Friday, 13 June 2014

‘Doctor Who: Sting of the Zygons’ – Stephen Cole (BBC Books)


The TARDIS lands the Doctor and Martha in the Lake District in 1909, where a small village has been terrorised by a giant, scaly monster. The search is on for the elusive 'Beast of Westmorland', and explorers, naturalists and hunters from across the country are descending on the fells. King Edward VII himself is on his way to join the search, with a knighthood for whoever finds the Beast.
But there is a more sinister presence at work in the Lakes than a mere monster on the rampage, and the Doctor is soon embroiled in the plans of an old and terrifying enemy. And as the hunters become the hunted, a desperate battle of wits begins - with the future of the entire world at stake.
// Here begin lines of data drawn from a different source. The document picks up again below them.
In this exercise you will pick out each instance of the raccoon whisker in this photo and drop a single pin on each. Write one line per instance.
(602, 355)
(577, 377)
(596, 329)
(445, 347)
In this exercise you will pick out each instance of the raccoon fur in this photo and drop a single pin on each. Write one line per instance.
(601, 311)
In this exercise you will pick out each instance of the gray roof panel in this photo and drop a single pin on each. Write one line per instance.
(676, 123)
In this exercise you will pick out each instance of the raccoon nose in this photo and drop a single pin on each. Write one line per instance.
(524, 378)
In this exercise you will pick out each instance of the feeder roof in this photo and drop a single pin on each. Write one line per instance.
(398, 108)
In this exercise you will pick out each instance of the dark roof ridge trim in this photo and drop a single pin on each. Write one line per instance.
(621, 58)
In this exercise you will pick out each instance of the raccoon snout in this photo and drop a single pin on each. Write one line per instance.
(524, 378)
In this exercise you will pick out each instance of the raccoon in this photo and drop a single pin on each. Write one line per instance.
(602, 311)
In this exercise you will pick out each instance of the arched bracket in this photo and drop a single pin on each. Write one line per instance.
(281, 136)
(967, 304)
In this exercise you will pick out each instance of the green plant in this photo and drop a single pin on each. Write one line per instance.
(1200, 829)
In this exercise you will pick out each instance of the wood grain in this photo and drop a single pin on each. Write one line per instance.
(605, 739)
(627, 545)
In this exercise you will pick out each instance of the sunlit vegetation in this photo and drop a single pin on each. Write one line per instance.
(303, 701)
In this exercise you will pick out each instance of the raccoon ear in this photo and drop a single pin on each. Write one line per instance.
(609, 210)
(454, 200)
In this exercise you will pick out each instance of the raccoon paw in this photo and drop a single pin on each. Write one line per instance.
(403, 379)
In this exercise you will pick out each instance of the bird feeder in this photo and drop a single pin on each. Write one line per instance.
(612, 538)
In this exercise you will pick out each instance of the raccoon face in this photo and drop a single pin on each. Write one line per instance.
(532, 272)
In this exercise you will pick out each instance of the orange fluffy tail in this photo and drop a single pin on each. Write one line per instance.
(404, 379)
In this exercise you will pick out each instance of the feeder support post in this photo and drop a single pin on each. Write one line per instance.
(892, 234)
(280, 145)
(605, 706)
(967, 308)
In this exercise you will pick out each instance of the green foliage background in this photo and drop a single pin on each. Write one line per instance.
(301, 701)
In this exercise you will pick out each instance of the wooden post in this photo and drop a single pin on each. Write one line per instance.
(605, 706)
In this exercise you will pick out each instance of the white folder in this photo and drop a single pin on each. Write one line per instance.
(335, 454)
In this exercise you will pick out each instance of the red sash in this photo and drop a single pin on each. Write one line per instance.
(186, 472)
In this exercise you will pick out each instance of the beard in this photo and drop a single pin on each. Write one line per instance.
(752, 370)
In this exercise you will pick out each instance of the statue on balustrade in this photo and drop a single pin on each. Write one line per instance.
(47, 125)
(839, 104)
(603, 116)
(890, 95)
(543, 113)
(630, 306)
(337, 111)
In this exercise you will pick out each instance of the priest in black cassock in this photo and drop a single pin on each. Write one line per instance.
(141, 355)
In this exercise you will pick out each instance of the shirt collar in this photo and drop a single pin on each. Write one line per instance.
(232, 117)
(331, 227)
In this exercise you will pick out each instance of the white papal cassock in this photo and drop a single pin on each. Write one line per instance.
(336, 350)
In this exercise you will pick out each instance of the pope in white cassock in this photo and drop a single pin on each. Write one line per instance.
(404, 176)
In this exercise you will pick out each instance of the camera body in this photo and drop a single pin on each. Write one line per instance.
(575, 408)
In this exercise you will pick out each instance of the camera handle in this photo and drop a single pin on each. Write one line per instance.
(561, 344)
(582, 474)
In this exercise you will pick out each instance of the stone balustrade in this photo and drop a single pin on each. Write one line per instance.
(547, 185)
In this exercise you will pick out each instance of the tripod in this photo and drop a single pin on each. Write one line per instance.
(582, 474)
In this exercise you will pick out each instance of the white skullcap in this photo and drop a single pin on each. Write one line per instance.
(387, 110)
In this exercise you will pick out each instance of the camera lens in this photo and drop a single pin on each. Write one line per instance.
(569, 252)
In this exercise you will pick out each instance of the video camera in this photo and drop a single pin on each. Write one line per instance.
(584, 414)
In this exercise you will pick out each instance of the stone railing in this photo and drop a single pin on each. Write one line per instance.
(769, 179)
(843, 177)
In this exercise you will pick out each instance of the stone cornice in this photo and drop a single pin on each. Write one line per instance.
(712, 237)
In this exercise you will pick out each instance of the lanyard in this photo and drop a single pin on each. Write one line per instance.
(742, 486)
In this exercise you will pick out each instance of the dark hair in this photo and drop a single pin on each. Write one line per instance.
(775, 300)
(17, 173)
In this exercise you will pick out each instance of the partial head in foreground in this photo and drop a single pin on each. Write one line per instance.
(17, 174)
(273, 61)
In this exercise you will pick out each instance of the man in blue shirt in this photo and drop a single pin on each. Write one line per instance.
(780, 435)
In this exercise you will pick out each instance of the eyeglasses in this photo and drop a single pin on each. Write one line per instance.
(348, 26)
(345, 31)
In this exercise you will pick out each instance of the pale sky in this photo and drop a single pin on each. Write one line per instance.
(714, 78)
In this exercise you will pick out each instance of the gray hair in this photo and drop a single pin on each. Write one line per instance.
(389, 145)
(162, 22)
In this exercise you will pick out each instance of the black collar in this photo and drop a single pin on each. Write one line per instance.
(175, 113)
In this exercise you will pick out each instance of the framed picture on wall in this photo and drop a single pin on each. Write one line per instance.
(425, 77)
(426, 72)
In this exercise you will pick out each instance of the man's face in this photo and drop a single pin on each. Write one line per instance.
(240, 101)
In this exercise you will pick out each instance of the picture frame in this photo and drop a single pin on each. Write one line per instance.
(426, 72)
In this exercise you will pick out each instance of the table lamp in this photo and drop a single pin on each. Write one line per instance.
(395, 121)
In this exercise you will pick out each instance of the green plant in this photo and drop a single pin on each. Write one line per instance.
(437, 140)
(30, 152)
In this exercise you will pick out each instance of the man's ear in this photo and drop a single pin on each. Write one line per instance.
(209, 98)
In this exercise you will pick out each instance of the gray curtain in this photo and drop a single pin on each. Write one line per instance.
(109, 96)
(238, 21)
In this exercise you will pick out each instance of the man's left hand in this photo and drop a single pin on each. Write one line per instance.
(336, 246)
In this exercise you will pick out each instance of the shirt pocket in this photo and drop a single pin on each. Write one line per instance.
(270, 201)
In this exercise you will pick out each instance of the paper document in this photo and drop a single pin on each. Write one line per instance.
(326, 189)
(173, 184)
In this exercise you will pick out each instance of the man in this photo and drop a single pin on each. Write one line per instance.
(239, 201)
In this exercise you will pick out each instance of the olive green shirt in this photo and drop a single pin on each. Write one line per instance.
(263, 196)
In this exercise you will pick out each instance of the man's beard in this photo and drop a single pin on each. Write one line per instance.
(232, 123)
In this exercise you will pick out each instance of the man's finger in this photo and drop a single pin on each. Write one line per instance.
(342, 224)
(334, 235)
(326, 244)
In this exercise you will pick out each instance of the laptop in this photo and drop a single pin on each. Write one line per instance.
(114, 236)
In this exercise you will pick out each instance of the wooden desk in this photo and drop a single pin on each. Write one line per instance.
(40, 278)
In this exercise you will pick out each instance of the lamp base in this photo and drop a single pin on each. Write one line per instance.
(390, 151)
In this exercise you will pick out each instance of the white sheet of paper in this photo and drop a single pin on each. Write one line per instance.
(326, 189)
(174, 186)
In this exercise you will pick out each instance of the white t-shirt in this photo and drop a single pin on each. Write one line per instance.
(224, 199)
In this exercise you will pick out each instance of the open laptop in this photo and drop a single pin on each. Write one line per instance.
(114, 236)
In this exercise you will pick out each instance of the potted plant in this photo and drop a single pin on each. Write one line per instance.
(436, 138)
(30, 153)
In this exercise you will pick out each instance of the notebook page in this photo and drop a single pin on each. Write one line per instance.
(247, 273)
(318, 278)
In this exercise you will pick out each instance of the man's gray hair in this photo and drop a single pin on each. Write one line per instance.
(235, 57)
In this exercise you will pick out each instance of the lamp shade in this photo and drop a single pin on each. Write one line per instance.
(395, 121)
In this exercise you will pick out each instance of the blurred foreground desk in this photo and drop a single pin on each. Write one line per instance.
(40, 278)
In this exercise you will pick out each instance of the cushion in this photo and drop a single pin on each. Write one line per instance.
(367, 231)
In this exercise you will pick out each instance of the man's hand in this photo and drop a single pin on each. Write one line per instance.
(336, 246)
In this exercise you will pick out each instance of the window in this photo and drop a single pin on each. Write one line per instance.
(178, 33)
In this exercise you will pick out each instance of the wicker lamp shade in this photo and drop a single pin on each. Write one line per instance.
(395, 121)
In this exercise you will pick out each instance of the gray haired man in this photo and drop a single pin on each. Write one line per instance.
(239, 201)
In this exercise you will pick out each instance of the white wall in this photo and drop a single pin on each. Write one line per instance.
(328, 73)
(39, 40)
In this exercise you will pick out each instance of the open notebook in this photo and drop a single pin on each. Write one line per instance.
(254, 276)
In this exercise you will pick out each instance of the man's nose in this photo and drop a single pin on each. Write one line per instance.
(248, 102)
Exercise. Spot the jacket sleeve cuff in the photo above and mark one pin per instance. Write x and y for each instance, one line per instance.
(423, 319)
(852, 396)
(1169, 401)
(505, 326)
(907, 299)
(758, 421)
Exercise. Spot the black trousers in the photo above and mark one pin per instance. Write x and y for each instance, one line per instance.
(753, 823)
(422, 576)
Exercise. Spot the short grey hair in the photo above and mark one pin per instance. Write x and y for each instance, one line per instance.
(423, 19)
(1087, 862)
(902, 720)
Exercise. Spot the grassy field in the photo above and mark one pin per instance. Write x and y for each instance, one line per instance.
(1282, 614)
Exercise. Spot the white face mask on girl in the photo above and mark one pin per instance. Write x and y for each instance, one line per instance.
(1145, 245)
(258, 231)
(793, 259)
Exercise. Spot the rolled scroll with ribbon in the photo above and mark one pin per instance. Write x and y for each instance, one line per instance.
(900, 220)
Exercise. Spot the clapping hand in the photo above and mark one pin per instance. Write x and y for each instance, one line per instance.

Do you sometimes get a feeling of déjà vu when reading a book? Like you’ve have read it before, even if you haven’t? It’s not all that surprising when this happens, especially in genre fiction. There are only so many ideas to go round after all and all you can really do is hope that the writer brings enough of themselves to the book to make it stand out. For me these that’s part and parcel of what to expect when you pick up a sci-fi/fantasy book.

Sometimes it goes a little too far though and you find yourself wondering why you bothered to read the book in the first place. That’s exactly how I felt reading ‘The Sting of the Zygons’, a book that borrowed a little too heavily from Terrance Dicks’ ‘Doctor Who and the Loch Ness Monster’. Don’t get me wrong, ‘The Sting of the Zygons’ (there’s a nice little play on words with the title in the book) does its job perfectly well as a book, it certainly proved a viable alternative to cleaning out the bathroom last night. Zygon shapeshifting powers are used to chilling affect and the stakes are appropriately high for a Doctor Who novel; David Tennant’s Doctor is also portrayed very well. Normally you couldn’t ask for any more than that in a Doctor Who novel; normally I wouldn’t but ‘Sting’ was just too similar to ‘The Loch Ness Monster’. I found myself wondering why I was essentially reading the same story over again. It’s not surprising that the Zygons have never really been seen in the TV show if this what happens when you try to write a new story about them.


A tale then that wears its influences a little too heavily to be anything more than an entertaining diversion (although isn’t that what Doctor Who is at the end of the day?) Its short length, two hundred and three pages, saved the book as far as I was concerned. If the book had been fifty pages longer I would probably got quite cross with it (love the cover though).